Thursday, June 17, 2010

Walking

Next-door neighbor and I were walking our dogs together yesterday evening, and came across a grocery bag full of free irises, sitting at the corner of someone's lot. She took a few, I took a few. I figure several can grace the fenceline we share, and pretty up my side, which is bare (hers is much more cared for!). I also put two tiny little ones out at the vestigial old fence behind my house, which the neighbor landlord has let go pretty ... rustic ... through my tenure here. I've obliterated some portion of the rustiness with fast-growing, hardy, and obliging forsythia, which makes a lush screen. These little flowers can fill in the stump still sticking out at a loose end, and add a little more color.

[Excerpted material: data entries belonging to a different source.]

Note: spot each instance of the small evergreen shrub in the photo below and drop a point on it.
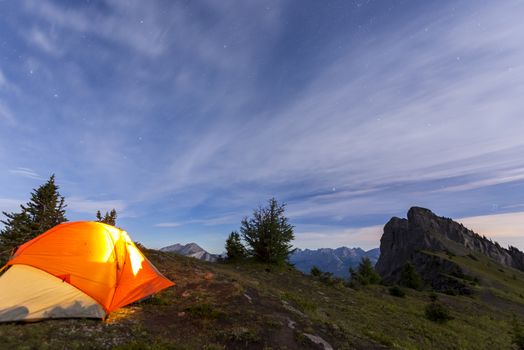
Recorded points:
(410, 278)
(437, 312)
(365, 274)
(396, 291)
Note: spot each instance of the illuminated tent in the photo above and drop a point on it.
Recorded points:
(76, 269)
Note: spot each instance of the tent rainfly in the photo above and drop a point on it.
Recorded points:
(76, 270)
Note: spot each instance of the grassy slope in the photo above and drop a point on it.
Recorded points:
(218, 306)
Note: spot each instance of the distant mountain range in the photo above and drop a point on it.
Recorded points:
(337, 261)
(192, 250)
(441, 250)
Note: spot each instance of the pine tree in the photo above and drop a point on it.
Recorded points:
(268, 233)
(109, 217)
(234, 247)
(45, 209)
(16, 231)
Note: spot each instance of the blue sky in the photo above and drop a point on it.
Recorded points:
(185, 115)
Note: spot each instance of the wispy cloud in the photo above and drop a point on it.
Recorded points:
(26, 172)
(210, 108)
(91, 206)
(168, 224)
(43, 41)
(9, 205)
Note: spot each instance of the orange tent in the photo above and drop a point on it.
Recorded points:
(76, 269)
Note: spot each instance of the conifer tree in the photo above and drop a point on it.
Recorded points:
(109, 217)
(234, 247)
(268, 233)
(45, 209)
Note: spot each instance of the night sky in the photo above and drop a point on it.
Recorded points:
(186, 115)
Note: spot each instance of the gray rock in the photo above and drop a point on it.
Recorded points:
(192, 250)
(408, 240)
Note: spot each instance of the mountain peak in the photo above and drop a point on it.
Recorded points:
(191, 250)
(407, 240)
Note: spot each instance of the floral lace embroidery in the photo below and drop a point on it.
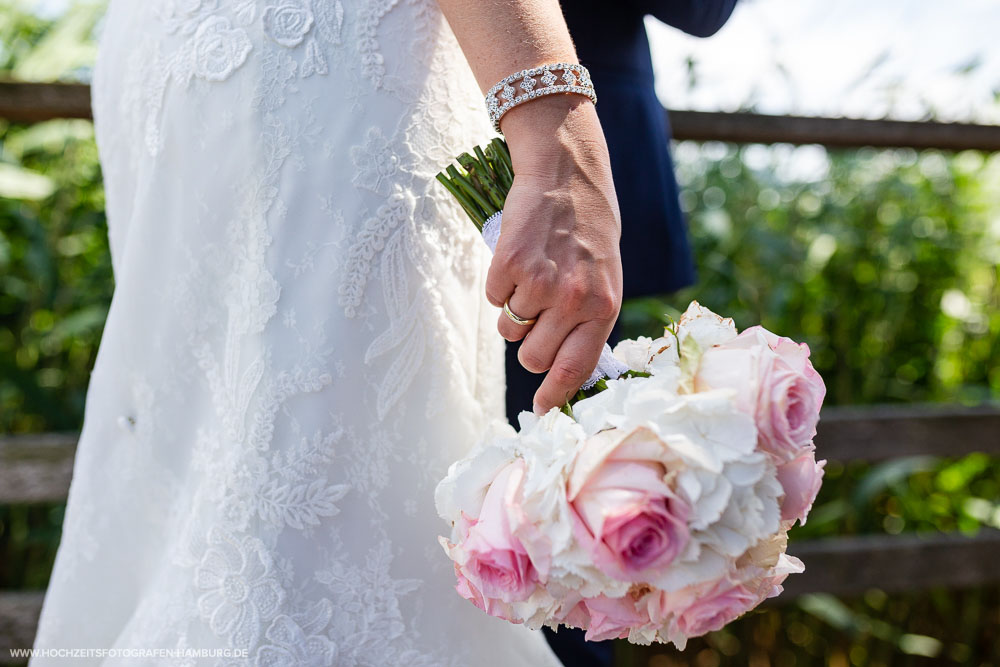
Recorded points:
(292, 454)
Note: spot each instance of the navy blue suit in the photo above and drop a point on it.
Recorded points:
(611, 42)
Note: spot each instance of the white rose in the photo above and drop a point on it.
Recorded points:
(664, 357)
(287, 24)
(218, 49)
(705, 327)
(704, 428)
(751, 512)
(634, 353)
(464, 487)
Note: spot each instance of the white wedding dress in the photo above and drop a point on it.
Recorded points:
(297, 347)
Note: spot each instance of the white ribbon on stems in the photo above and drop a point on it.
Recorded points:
(608, 366)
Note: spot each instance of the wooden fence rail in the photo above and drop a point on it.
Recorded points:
(38, 468)
(31, 102)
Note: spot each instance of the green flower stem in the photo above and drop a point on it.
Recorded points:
(463, 182)
(465, 202)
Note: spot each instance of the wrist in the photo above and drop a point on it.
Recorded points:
(543, 132)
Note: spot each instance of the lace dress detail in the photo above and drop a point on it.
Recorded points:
(297, 347)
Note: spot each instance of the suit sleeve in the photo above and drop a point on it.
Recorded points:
(700, 18)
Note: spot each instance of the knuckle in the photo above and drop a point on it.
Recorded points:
(604, 306)
(569, 373)
(575, 293)
(531, 360)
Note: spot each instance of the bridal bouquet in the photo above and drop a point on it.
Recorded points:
(655, 505)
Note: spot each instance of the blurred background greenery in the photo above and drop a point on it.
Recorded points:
(885, 262)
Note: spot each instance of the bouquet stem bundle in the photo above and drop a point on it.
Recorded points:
(481, 182)
(655, 506)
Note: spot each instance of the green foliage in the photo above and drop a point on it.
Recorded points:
(55, 273)
(885, 262)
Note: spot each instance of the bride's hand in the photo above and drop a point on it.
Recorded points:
(558, 257)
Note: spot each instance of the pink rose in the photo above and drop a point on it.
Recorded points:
(612, 618)
(711, 609)
(493, 562)
(625, 515)
(800, 478)
(774, 382)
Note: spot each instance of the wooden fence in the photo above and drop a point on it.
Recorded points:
(38, 468)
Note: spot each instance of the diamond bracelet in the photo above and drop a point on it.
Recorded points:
(503, 97)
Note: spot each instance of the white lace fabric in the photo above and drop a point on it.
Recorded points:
(297, 347)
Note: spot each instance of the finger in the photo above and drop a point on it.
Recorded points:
(499, 283)
(575, 361)
(519, 304)
(540, 346)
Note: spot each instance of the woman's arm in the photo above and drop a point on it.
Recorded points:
(557, 258)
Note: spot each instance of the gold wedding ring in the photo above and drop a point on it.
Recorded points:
(514, 318)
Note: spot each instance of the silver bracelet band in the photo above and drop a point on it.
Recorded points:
(554, 78)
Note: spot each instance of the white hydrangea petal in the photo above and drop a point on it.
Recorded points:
(705, 327)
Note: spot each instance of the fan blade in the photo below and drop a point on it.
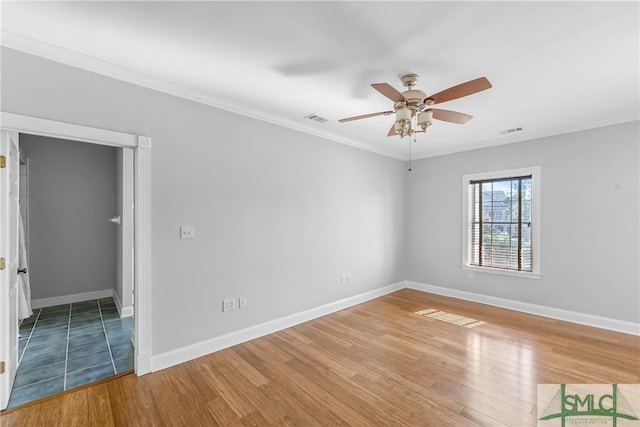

What color these are, we have no idea, but who even cares? Free flowers. We offer our thanks, invisible neighbors!

(In any case, the next door neighbor will undoubtedly know them in no time. She's got a talent for that.)


Out in the sun, poking little holes in my indifferent yard, and thinking "where should I put these" I thought of my mom, my brother, my grandma. I didn't inherit grandma's affinity for the earth, but my mother and brother both love digging and planting. My brother would appreciate, too, the "recycling" nature of my neighbor's and my find, too. He has much respect for finding (re-)uses for things, and a remarkable talent for finding things to use. Scavenger and gardener; he gets a lot out of the earth.

Compared to others of my blood, I'm a watered-down dirt lover. But I do love the distinctive smells of real food, real earth. When it's dry, the way the dirt doesn't resist, but the roots of the grass do. When its' wet, the cool sight and smell of soil. The acrid promises of tomatoes. Even just lawn cuttings. I may not put myself very close to it, but I recognize and respect the fact that I have a little patch of land to tend to. Some of what it means.


I planted something today. It was given to me, one of the little concrete blessings life has to offer sometimes.

Here's hoping I've planted some other things, less tangible. There was one job at that Place I've been looking at every day, never seeing anything to apply for (until now ...). There still may be hope with that foundation job I saw over the holiday. There is the book, too. Something could be growing.

I just haven't seen the sprouts yet.

Will water again this evening, and will try to be good to these little gifts. Someday we'll see what color. In the meantime: really, they're flowers. Who cares what shade they are?